DeepLearning Spectrum Intensity Prediction

Results

Overall

While this project is ongoing, preliminary results indicate some success at improving the reliability of spectra generated from quantum mechanical (QM) predictions.

image.png

An Example

A cherry-picked example of a spectrum where ML outperforms QM.

image.png

A cherry-picked example of spectrum where QM outperforms ML.

image.png

Method

Motivation

At some point, a colleague of mine mentioned that predicting EI/MS spectra using quantum mechanics often succeeded at predicting fragments, but failed at predicting intensities. They posited that this was because they were modeling the electron impacts, but not the interaction with the detectors. I wondered if the intensities could be predicted using ML (in this case, deep learning).

Problem Formualtion

Descriptors

At its core, supervised learning seeks to map a space to a space. In our case, we want to map (something?) to intensity. What should that something be?

In our case, we will create an input feature space comprised of three main types of descriptors: 1) absolute m/z, 2) surrounding m/z, and 3) structural fingerprints.

  1. In the case of quantum mechanics predictions, we can (somewhat) reliably predict fragments. This means that we can somewhat assume that we can have the m/z for the compound, but not the intensity. This means that our (something?) begins with the m/z shown in red.

image.png
  1. Its very natural to use absolute m/z as features, which we will do. We also want to assume that the intensity relates to other mz in the spectrum. Why is this? Loosely, we can think about the interaction with the detector as a competition of sorts between fragments. We do not use convolutional layers, though, because the competition is not based on simply on local phenomena.

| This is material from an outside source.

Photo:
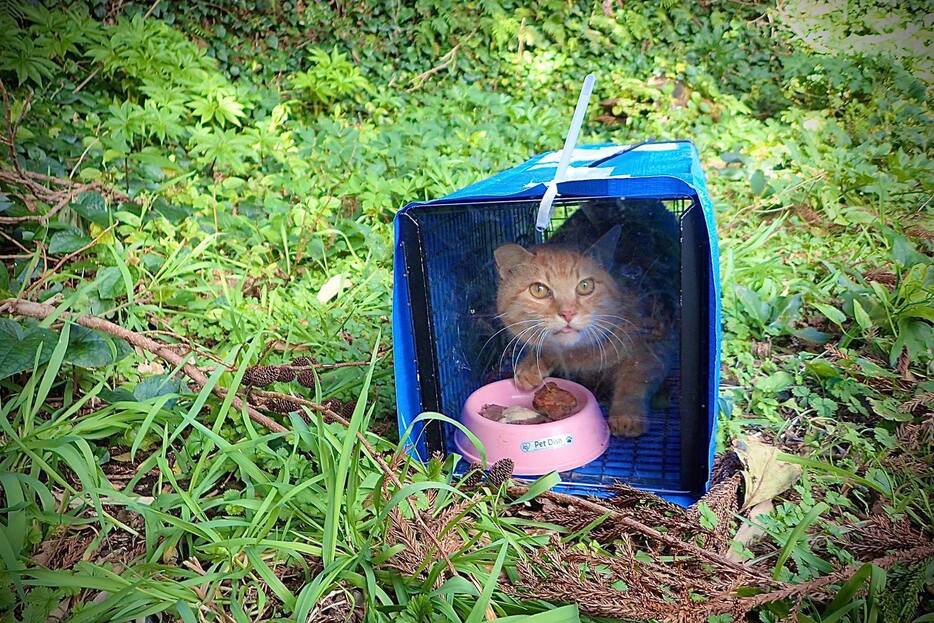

  1. Finally, if we are predicting fragments using QM, then we can include information about the structure. To do this, we coerce structures to the Morgan topological fingerprints.

Output Space

Because we are predicting intensities, each spectrum, such as the one above, actually becomes n training examples, where each example is a single input “central” m/z and and each output is an “intensity”.

Noteworth Complexities

Imbalance

The vast majority of m/z:intensity pairs have output <10% of max with ~90% of the maximum being the rarest class. Therefore, we implemented, in our Dataset, a custom subsampler that, for each spectrum we interated over, a probabalistic sampling for each m/z depending on the output intensity. For example, those intensities <10% had a 0.6% chance of getting input whereas those with >90% intensity had a 15% chance of getting input.

RAM

The 200,000 spectra, if assumed to have 50 mz:intensity pairs each, generated 10,000,000 training points. With a dense input feature matrix of 450 (m/z options) + 1002 (surrounding m/z) + 2400 (Morgan Fingerprints), that leads to a 10e6 * 3852 * 32 (float32 in tensors) = 1,232 gigabytes going to RAM, as the lower limit. Hence, we implemented a slightly complicated Dataset to generate these features on the fly for our training (with non-constant length, whereas we had probabalistic sampling)

Discussion

The nature of machine learning and molecules

I think the core problem with machine learning and molecules is that the feature spaces that are commonly used to describe molecular phenomena are very chaotic and because of this, interpolation suffers. Consider this graph created during one of the trainings

image-2.png

Where blue is training set error and orange is validation set error.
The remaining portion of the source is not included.